Hacker Newsnew | past | comments | ask | show | jobs | submitlogin

I had to roll my own transactional database for an embedded product working in a very constrained environment (2MHz ARM, 2MB total memory). I did very extensive search and I found no product with the combination of characteristics I was looking for:

- working in very small but more importantly, constant memory (predictability is a must for reliable embedded app),

- provide provable transactional characteristics with guarantee to roll back to previous state in case transaction is interrupted and still be consistent and able to accept new transactions,

- minimum storage overhead -- the amount of overhead was directly translating to competitiveness of the device at the time as multiple vendors tried to provide their own solutions for the same preexisting platform

- storage write pattern that would provide wear leveling for the underlying flash

I ended up writing my own database (less than 1k LOC total with encoding/decoding data using BER-TLV) that would meet all characteristics, take few tens of bytes of stack, take few bytes of overhead per write. The database would vacuum itself and coalesce record state automatically. It had some O(n^3) algorithms but THAT'S OK since the amount of data could never be so large that it could pose any problems.

The project took 2 years to complete. I spent maybe a month designing, implementing and perfecting the database. I wouldn't say that the Akin's law of spacecraft design applies here.
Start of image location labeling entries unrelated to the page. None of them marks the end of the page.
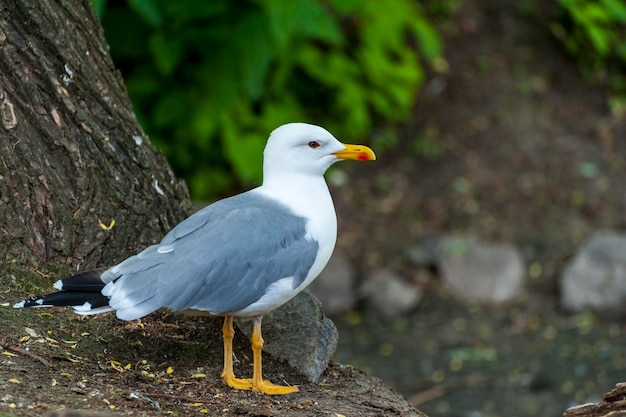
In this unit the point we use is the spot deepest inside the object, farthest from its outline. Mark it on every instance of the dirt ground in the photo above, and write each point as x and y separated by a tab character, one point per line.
531	154
163	365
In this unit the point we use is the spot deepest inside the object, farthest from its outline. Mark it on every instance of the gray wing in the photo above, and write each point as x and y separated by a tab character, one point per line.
221	259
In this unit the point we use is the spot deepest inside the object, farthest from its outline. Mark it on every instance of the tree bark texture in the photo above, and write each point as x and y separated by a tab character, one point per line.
79	180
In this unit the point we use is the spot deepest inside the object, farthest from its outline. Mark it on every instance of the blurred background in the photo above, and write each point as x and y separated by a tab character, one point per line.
500	128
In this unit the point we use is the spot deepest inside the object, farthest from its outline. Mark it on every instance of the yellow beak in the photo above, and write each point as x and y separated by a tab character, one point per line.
356	152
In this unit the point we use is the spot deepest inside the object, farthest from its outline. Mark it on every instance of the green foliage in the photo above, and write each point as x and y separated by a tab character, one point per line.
594	32
210	79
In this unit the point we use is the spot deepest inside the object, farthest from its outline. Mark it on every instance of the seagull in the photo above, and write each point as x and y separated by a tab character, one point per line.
242	256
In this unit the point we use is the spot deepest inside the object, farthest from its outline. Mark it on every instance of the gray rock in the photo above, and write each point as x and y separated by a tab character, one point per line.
388	294
299	334
480	272
335	286
596	278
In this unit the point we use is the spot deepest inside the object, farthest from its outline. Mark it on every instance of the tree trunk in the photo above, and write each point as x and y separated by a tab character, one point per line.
79	180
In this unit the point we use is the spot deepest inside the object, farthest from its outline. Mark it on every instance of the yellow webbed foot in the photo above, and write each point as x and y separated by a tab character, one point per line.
237	383
268	388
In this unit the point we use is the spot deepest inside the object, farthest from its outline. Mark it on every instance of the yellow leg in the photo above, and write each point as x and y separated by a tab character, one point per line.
229	377
258	384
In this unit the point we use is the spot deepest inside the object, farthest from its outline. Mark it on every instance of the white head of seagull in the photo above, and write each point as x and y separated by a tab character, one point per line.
305	149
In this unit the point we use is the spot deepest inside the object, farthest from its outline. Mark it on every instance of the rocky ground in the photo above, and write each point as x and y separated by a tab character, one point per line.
534	157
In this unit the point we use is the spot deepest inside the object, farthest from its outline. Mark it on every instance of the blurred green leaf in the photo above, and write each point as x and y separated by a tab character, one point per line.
148	10
210	80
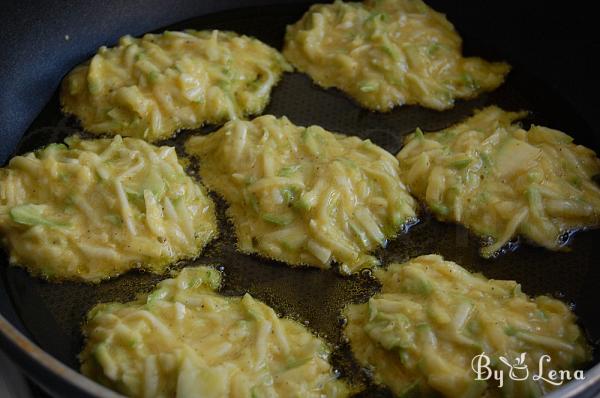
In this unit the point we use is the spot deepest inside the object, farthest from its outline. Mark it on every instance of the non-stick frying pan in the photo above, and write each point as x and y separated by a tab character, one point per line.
41	41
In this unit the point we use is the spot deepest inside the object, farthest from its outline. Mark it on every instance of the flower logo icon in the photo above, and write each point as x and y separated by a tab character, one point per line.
518	370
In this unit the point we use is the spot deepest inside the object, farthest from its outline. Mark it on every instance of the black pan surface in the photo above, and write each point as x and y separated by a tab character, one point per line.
52	313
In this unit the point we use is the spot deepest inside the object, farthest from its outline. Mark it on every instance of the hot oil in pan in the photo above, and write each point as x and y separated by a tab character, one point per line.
53	313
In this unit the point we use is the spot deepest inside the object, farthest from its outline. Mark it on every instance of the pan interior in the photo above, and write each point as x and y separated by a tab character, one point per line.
52	313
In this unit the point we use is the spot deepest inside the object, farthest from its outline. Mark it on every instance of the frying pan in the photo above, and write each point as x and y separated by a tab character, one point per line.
552	77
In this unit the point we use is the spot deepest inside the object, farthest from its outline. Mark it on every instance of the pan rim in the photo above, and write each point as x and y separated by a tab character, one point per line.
39	364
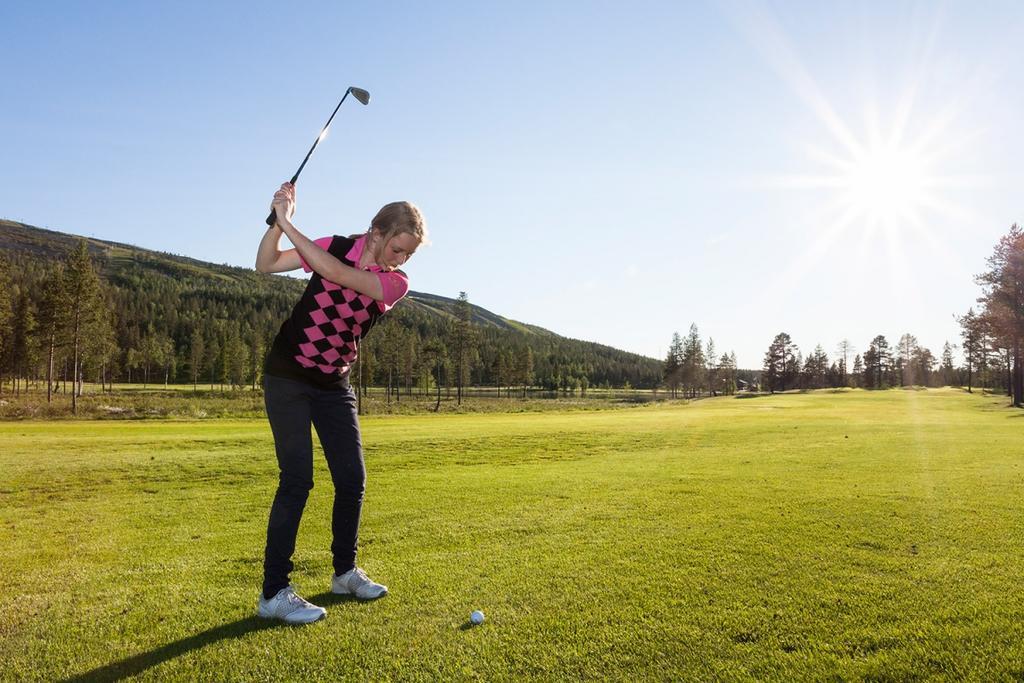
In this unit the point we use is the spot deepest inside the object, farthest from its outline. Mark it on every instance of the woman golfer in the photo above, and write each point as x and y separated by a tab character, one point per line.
355	281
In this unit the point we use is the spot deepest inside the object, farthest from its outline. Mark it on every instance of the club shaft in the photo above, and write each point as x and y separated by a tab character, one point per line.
318	137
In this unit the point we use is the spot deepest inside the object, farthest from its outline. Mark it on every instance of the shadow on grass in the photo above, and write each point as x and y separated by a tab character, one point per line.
134	666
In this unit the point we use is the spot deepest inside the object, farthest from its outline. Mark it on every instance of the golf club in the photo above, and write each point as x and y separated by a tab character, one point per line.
359	94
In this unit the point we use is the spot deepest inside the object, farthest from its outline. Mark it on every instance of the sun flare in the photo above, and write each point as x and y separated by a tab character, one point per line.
885	182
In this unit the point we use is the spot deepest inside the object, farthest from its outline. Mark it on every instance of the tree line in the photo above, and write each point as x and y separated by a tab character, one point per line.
110	315
879	367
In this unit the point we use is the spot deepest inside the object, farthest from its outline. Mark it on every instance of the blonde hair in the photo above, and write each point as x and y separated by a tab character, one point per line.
398	217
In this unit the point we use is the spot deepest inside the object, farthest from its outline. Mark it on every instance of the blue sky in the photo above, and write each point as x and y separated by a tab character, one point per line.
610	171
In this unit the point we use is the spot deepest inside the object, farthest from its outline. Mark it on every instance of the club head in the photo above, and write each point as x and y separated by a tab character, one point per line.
359	94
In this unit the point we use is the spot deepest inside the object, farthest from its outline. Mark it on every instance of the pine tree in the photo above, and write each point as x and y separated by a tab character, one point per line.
464	339
83	311
674	365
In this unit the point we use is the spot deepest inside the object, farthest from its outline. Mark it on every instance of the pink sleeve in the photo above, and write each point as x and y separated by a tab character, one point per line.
394	285
323	243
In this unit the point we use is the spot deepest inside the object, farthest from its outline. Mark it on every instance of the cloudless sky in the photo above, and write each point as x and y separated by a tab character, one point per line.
610	171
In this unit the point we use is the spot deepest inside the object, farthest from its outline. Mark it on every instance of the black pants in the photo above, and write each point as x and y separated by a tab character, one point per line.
292	407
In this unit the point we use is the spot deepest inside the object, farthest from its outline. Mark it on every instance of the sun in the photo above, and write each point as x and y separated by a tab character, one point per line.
885	182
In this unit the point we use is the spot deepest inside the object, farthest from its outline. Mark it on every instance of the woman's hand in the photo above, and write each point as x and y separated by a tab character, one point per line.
284	202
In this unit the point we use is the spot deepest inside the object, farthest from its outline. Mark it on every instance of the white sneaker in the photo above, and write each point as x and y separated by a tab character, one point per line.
289	607
355	582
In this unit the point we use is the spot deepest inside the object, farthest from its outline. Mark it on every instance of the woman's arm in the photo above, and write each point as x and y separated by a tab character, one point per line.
269	258
318	259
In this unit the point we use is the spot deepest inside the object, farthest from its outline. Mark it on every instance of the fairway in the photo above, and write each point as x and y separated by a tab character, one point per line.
829	535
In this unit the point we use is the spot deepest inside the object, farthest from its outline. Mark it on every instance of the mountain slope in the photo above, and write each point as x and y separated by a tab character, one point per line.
156	293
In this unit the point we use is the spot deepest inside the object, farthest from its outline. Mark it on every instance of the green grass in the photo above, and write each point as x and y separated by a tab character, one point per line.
824	536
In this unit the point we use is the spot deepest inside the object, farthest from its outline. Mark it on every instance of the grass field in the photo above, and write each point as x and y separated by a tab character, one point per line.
797	537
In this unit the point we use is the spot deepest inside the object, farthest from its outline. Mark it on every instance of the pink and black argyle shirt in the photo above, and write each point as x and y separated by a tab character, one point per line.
320	340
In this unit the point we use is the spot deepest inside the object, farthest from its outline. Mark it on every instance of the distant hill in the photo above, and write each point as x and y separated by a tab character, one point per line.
166	294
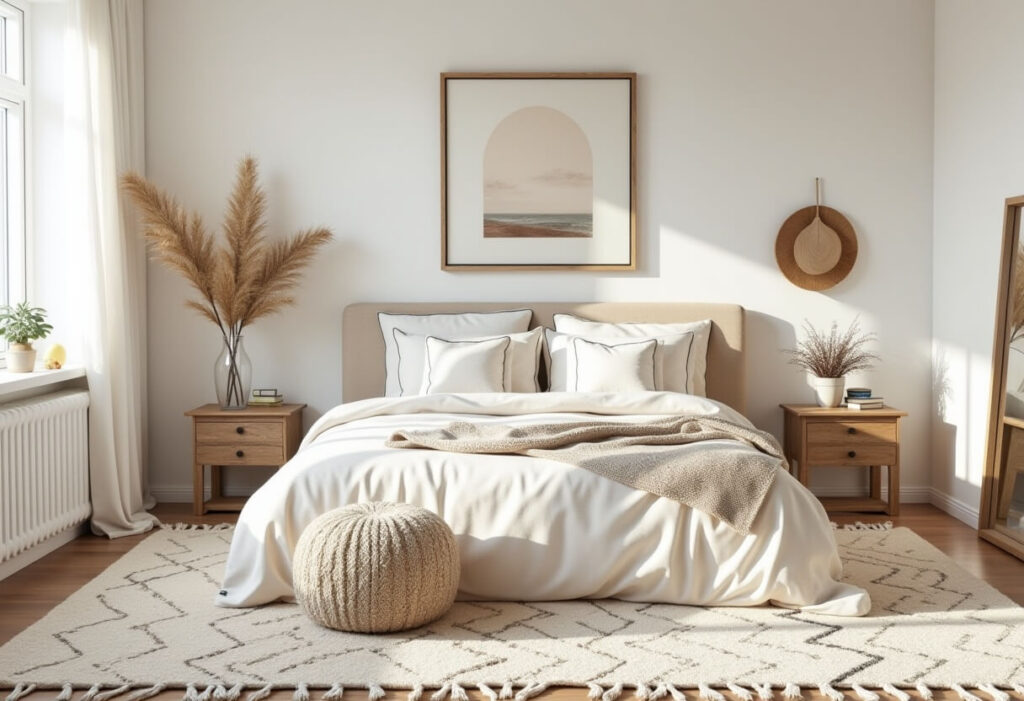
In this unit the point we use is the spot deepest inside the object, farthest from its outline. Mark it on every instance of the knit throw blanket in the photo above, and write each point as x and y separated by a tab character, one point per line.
672	457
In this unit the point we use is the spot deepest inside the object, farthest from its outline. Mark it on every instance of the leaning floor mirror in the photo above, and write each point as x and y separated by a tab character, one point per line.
1001	519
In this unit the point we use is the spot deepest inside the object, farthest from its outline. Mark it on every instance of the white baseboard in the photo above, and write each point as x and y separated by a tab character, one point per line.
174	493
958	510
23	560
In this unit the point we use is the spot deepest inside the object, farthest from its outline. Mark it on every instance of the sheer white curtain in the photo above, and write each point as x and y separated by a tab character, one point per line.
103	136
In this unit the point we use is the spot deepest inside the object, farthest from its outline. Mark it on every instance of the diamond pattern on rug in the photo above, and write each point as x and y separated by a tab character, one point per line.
150	618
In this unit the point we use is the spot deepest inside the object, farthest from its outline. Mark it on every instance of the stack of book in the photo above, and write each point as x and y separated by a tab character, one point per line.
860	398
266	397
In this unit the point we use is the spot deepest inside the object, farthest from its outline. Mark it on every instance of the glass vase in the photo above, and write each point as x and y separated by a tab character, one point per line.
232	375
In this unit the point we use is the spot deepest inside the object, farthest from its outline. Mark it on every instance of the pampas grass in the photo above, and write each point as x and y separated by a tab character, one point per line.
240	279
834	354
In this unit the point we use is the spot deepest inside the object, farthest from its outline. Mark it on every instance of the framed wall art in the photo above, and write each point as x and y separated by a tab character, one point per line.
539	171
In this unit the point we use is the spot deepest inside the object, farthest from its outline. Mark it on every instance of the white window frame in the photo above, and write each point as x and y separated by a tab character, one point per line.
14	97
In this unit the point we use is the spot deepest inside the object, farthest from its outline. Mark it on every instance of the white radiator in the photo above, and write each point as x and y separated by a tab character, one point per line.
44	469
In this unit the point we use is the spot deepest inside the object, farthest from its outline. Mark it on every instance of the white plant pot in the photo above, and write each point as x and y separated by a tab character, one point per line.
829	391
20	357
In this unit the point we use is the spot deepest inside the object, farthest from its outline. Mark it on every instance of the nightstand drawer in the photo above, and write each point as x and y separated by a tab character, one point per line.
240	454
232	433
852	453
848	433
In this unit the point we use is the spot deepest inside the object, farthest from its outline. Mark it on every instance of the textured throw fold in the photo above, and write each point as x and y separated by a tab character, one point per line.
713	465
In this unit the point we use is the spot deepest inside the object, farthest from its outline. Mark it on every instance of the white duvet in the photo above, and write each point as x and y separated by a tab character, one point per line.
531	529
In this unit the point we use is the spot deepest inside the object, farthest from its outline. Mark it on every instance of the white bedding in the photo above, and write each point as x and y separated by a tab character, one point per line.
536	529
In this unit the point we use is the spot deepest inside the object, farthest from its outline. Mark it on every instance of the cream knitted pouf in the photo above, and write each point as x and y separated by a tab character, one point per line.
376	567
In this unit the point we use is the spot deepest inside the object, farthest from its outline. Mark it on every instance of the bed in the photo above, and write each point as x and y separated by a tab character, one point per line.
538	529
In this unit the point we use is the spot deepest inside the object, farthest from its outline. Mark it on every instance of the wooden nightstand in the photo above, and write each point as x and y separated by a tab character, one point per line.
817	436
263	436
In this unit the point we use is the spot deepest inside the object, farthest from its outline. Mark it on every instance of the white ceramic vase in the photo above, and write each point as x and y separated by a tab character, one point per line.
829	391
20	357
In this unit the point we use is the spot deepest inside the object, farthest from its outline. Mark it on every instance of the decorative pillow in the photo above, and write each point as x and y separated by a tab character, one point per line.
683	365
451	326
521	370
621	367
465	365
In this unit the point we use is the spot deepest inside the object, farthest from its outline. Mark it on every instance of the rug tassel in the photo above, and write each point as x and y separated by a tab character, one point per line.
146	693
260	694
964	693
826	690
612	693
741	694
530	690
865	694
91	693
233	693
709	694
898	693
19	691
996	694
I would probably spend more than that if I had to integrate existing product and end up with inferior product anyway.



The title is misleading - it's actually about how and why they did end up writing their own db. From the article:

> There’s an old adage in software engineering — “never write your own database”. So why did the OneNote team go ahead and write one as part of upgrading OneNote’s local cache implementation?


What I am really objecting to is those hard "rules". "Never optimize early". "Never roll your own database", etc.

All those rules work for most but not all projects. It's the same as saying "You shall allways obey traffic rules". Maybe I should, but sometimes I may not want to brake on yellow light when I have clearly impatient driver tailgating me.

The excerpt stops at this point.